One story that has been extremely important to me in the past has been the story of David's first child born by Bethsheba. Because of David's sin, the child became ill and David prayed and fasted for his recovery. When the child died, his servants were afraid that he would become despondent. Instead, David cleaned himself up, ate, and worshiped God. They asked him how he could do this and his reply has been an important life lesson for me as I take care of the sick and hurting:
"While the child was alive, I fasted and wept; for I said, 'Who can tell whether the Lord will be gracious to me, that the child may live?'" (2 Sam 12:22)

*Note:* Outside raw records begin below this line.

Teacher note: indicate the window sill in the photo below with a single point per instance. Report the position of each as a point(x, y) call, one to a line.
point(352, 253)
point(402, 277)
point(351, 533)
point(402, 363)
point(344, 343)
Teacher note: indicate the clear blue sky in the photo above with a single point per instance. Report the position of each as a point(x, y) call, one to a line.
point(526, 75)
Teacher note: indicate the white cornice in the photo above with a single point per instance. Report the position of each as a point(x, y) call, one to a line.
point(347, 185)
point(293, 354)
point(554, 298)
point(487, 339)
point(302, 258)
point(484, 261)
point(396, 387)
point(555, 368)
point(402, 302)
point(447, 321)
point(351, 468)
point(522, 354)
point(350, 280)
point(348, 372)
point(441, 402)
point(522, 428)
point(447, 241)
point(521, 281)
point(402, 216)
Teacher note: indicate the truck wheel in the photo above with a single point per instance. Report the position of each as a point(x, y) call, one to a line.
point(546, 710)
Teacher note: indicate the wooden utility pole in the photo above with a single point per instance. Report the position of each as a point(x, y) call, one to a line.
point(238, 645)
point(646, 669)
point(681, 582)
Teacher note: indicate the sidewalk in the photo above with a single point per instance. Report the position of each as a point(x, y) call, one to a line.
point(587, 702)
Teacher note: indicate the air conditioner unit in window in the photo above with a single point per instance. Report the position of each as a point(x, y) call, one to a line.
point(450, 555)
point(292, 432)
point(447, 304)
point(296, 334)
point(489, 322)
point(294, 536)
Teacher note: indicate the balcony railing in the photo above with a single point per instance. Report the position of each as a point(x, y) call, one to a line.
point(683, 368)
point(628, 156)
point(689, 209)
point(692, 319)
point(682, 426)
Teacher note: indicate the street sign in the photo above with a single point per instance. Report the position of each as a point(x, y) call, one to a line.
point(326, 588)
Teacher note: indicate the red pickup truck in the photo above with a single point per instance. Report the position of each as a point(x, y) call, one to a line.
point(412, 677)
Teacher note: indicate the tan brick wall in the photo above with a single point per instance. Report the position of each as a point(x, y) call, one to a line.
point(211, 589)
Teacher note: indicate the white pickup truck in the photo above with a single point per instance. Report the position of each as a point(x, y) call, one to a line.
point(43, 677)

We often ask how God could be good, powerful and care for us in the face of suffering like this. I used to wonder that also - and theologically, I have my ideas. But when I see the grief of mothers who have lost their children, my theology seems less important. I find myself asking what David asked, "Who knows? Perhaps the Lord will be gracious." I've come to appreciate that I don't have to explain God's doings, the "why's" behind the things that happen in our world. I believe that He is good, and because of that I trust Him - in spite of my own failures at times in bringing healing to those He directs my way. Because of His goodness and that trust, I can have peace. That doesn't mean it is all taken lightly. Quite the contrary. My burden is to see the suffering without having to justify it, and to hope that I may yet, sometimes, be an instrument of His grace.